Ray E. Wells

Ray E. Wells
U.S. Geological Survey, Portland

2017 GSA Geologic Mapping Award in Honor of Florence Bascom

Presented to Ray E. Wells

Citation by Richard J. Blakely

Ray Wells’ seminal contributions to our knowledge of Cascadia tectonics and earthquake hazards, based largely on his own meticulous geologic mapping, epitomize the spirit behind the prestigious Bascom Award for Geologic Mapping. Ray’s geologic maps reach beyond the lines and colors on paper or computer screen; rather they extend to the underlying tectonic and geologic processes reflected in surface geology. His maps are quantitative tools for understanding crustal structure, block rotations, basin evolution, and earthquake hazards. Ray entered the tectonic arena more than three decades ago through study of continental accretion and crustal blocks in the Coast Ranges of Washington. Over many years with the USGS, Ray has combined his own careful geologic mapping with paleomagnetic and other geophysical data to define our modern view of microplates of the Pacific Northwest, illuminate geologic controls on megathrust earthquakes, and provide a conceptual framework for active deformation along the Cascadia subduction margin.

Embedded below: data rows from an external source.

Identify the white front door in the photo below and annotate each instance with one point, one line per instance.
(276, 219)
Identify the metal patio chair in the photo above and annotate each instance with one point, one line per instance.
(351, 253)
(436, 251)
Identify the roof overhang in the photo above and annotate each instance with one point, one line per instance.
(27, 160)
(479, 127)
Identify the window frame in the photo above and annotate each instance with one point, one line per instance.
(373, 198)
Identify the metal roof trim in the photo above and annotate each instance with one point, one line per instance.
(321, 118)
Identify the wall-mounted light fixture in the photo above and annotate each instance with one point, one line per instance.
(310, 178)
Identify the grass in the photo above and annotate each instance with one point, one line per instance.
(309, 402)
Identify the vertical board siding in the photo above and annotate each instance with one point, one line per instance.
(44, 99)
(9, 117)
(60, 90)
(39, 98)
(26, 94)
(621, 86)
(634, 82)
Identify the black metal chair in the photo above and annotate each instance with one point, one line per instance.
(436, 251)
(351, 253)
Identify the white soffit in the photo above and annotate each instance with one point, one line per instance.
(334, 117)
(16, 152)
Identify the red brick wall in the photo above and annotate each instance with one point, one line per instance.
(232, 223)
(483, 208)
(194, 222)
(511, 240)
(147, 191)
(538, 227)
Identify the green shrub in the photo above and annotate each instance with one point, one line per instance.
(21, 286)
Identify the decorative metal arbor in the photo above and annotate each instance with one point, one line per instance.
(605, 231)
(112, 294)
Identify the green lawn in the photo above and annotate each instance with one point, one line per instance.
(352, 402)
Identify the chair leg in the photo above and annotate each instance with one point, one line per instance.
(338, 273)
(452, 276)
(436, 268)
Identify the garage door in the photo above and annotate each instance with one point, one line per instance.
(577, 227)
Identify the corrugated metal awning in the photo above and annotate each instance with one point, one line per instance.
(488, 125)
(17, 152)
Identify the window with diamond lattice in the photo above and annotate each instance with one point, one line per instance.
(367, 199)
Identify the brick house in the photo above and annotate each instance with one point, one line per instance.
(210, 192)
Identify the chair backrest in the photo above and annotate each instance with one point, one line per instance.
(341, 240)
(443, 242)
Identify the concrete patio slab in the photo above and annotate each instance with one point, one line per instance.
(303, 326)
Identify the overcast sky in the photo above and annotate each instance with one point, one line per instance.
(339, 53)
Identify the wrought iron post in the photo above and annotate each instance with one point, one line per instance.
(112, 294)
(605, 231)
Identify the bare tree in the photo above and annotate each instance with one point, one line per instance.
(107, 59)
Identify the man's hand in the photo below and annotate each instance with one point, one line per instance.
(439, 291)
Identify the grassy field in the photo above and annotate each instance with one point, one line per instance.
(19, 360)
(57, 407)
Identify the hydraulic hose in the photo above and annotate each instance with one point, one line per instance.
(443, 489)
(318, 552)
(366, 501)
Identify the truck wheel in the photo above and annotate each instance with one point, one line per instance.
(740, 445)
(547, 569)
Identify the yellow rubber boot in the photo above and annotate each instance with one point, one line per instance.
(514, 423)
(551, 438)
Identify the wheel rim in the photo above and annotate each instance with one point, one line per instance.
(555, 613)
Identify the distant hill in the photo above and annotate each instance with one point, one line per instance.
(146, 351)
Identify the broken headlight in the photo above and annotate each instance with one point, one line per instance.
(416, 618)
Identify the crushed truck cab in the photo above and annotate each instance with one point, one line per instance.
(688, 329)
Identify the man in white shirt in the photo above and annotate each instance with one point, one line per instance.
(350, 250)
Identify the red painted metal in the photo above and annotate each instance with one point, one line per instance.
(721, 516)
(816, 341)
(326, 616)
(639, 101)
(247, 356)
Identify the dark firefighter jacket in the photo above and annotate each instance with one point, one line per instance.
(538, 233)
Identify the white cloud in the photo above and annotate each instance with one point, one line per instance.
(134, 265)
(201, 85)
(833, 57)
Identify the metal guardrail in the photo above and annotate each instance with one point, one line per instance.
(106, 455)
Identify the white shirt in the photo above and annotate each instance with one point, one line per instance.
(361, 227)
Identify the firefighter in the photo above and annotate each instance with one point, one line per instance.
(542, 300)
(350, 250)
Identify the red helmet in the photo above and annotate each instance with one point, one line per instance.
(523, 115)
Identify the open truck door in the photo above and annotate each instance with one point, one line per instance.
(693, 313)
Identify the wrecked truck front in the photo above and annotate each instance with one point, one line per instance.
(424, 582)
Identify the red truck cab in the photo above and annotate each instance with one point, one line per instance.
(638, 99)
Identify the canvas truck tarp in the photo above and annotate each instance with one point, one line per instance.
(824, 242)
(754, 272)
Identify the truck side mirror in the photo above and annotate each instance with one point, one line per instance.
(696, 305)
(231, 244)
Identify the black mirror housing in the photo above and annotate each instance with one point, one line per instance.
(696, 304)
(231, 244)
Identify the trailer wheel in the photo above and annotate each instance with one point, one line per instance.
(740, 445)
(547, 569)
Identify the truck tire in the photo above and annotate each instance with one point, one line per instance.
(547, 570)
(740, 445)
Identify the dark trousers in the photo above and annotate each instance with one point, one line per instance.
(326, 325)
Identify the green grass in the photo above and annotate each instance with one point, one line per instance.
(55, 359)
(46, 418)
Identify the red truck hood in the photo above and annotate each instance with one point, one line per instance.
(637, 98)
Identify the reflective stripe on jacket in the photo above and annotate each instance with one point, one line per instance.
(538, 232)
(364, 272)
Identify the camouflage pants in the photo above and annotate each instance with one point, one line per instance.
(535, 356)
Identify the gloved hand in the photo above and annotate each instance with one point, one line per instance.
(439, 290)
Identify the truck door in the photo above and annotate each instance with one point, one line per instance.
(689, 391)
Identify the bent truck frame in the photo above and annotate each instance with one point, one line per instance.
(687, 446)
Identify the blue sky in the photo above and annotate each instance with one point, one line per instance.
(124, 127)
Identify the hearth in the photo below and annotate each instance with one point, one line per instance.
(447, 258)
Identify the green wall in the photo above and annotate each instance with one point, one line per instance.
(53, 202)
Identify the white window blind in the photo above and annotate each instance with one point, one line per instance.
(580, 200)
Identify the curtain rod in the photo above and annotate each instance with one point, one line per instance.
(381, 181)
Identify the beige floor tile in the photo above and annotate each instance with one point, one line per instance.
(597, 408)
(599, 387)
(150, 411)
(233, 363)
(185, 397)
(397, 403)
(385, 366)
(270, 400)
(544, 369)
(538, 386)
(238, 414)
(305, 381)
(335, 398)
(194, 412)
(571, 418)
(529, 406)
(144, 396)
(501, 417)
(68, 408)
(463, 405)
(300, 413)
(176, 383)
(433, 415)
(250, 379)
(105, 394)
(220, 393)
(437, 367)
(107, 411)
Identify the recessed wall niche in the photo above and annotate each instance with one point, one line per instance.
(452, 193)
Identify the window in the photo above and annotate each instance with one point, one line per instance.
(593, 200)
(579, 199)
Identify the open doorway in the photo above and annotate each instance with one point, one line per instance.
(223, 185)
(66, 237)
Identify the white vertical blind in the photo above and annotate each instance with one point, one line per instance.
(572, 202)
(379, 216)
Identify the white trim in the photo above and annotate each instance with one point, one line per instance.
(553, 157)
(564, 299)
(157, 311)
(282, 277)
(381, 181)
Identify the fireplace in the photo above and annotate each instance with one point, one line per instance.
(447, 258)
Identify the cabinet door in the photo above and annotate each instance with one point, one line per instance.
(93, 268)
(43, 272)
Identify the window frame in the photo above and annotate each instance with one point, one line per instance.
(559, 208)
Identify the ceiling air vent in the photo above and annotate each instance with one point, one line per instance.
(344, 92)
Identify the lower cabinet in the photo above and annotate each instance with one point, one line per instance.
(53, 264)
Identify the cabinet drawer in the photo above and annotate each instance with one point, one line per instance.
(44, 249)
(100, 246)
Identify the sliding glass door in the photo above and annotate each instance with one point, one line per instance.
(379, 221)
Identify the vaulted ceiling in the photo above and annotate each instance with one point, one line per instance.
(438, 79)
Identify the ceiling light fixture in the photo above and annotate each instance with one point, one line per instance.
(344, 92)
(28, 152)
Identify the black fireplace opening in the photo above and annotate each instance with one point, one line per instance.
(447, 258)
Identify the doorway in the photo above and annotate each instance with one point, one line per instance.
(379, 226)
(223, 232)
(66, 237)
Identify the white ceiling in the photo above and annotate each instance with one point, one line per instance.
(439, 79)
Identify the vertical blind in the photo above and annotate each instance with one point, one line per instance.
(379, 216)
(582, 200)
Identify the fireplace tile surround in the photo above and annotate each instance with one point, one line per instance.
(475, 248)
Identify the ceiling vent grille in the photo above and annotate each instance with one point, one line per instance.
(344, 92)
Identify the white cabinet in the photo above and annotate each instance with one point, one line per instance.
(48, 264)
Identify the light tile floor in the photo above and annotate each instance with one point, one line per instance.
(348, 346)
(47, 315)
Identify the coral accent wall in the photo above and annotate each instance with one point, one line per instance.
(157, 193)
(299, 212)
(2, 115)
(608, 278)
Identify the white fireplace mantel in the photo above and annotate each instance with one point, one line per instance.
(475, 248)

2017 GSA Geologic Mapping Award in Honor of Florence Bascom — Response by Ray E. Wells

I’m honored to receive the Geologic Mapping Award in honor of Florence Bascom, professor at Bryn Mawr and the first woman hired by the U.S. Geological Survey. My geologic mapping has been a lifelong conversation with the earth, and through it all, my wife Sally has been an enthusiastic supporter and companion. I had excellent tutors: Lauren Wright, Duff Gold, and Barry Voight at Penn State; Brian Baker at the University of Oregon; and Parke Snavely Jr, at the USGS. My colleagues at the USGS have been a constant source of inspiration. The National Cooperative Geologic Mapping and Earthquake Hazards Programs nurtured cooperative ventures with state surveys, and they have been critical to our success. Motivated by Northwest earthquake hazards, our Cascadia convergent margin project experimented early with digital geology and its link to geophysics. Acquisition of lidar and aeromagnetic data, initially through the efforts of Craig Weaver, Rick Blakely, Ralph Haugerud, and Sam Johnson, revealed landscapes and structures beneath the forested Pacific slope. Our mapping, linked to active surface processes and the geophysical data, helped define the structure and motion of forearc crustal blocks. The digital revolution has made geologic maps much more widely accessible and useful. I thank GSA for this award and for recognizing the value of geologic mapping in solving earth science problems.